ServiceNow aims to guide its customers towards AI solutions, with an outcomes focused lens, Pope said. However, that being said, ServiceNow will largely be relying on its partner ecosystem to advise on this change management agenda. Pope explained:
There’s a maturity problem. AI is here and now. It is available. The barrier to entry is very low. The technology is good enough. But many organisations just aren’t in a place where their processes work consistently. We don’t want to say, ‘Hey we’ve got machine learning, what do you want to do?’. Because you get into, ‘what can it do?’. And then it’s, ‘I don’t know, what do you want it to do?’. And it’s a never ending conversation.
We want to go to the customer and say, what does good look like? What is the outcome that you want? Too often it’s another technology project without a defined outcome. There’s a big organisational change element to this.
People that think you can throw a blob of unstructured data at a machine and it will magically tell you what the lottery numbers are, are wrong. There’s more structure to it that’s needed. The machine will tell you that the way you work and the way your process works are broken. You’ve got to go and fix those things, to start getting better results.
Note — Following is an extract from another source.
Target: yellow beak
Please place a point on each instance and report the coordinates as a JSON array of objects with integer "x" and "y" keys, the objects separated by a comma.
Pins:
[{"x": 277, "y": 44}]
This isn’t necessarily a technology problem, but you’ve got to fully understand the guts of the problem first, the outcome you want, the processes, and then the technology can be applied.
My take
I like that ServiceNow is focusing on outcomes and fixing the fundamentals in the enterprise, alongside it’s AI pitch. It’s more compelling than ‘AI will fix everything!’. That being said, I do think ServiceNow’s sell in this field is a bit tougher than some other system of record vendors that can talk to specific use cases in HR, accounts, CX and ERP. And that’s because ServiceNow is about workflow and touches everything. A big part of its story over the past 10 years has been about automation already. Refining the process fix pitch, and elevating that with AI, will be key.